Doch merkt man schnell, dass Jogschiesʼ Buch sich nicht darin erschöpft. Die Melancholie und der Widerwille, sich vereinnahmen zu lassen, lässt sich nicht vollständig durch die Kritik an den bestehenden Verhältnissen rationalisieren, sie liegt hier tiefer oder umfasst mehr, entstammt dem Temperament und auch dem Stilwillen des Autors, der eine eindrucksvolle Sprache findet für die Erinnerungen an seine Jugend und seine Jahrzehnte in Musikszenen und Journalismus, zuerst bei „Sounds“ und „Twen“, später bei auflagenstärkeren Magazinen, als Dozent und freier Autor („Seit wann hatte ich eigentlich das Lesen von ‚Fachblättern‘, von Illustrierten wie dem stern, des „Nachrichten-Magazins“ Der Spiegel aufgegeben? Seit einer wie ich dort schrieb? Ich sah das als böses Omen.“)

Dass nicht alles oder auch nur wenig glückt und das Älterwerden vom Sterben der Freunde und Bekannten gesäumt wird, nimmt Jogschies nicht als selbstverständlich hin. Darum wird sein Rückblick stark vom Wissen und Erschrecken, dass es so geschieht, geprägt.
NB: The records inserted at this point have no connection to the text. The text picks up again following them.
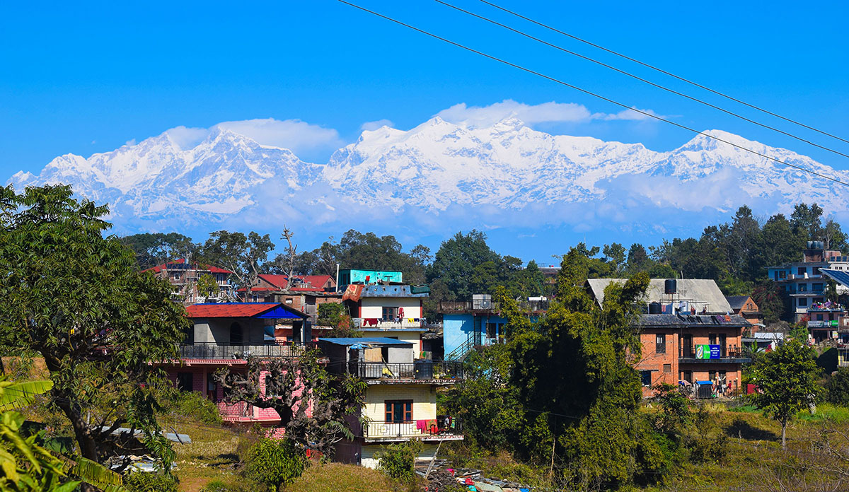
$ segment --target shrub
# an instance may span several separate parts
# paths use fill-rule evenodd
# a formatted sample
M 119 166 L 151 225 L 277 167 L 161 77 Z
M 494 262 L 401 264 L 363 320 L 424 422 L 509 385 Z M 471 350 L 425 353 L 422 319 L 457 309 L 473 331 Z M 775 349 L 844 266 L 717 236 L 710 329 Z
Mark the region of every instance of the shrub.
M 189 417 L 192 420 L 210 425 L 220 425 L 218 407 L 197 391 L 174 391 L 163 403 L 168 413 Z
M 173 478 L 143 472 L 124 477 L 124 487 L 130 492 L 177 492 L 177 482 Z
M 835 405 L 849 405 L 849 367 L 841 367 L 825 383 L 825 399 Z
M 416 458 L 421 450 L 421 442 L 418 440 L 384 446 L 375 453 L 378 467 L 393 478 L 413 482 L 416 477 Z
M 245 489 L 221 480 L 212 480 L 200 489 L 200 492 L 243 492 L 243 490 Z
M 301 476 L 306 460 L 291 439 L 262 438 L 248 450 L 245 475 L 276 492 Z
Für den Leser ergibt das, vielleicht gegen die Absicht des Autors, einen doppelten Reiz: die vielen kleinen, bereits für sich interessanten, hauptsächlich Hamburger Begebenheiten bekommen eine große Einheitlichkeit und Kraft, die aus dem Stil der Erinnerung erwächst. Dem Buch sind viele Leser zu wünschen.

 

Rainer Jogschies, „Waren wir mal die Gegen-Kultur oder gegen Kultur?“, Hamburg 2021.

Christoph Dallach, „Future Sounds. Wie ein paar Krautrocker die Popwelt revolutionierten“, Berlin 2021.

Ingeborg Schober, „Die Zukunft war gestern. Essays, Gespräche und Reportagen“, hg. v. Gabriele Werth, Meine 2021.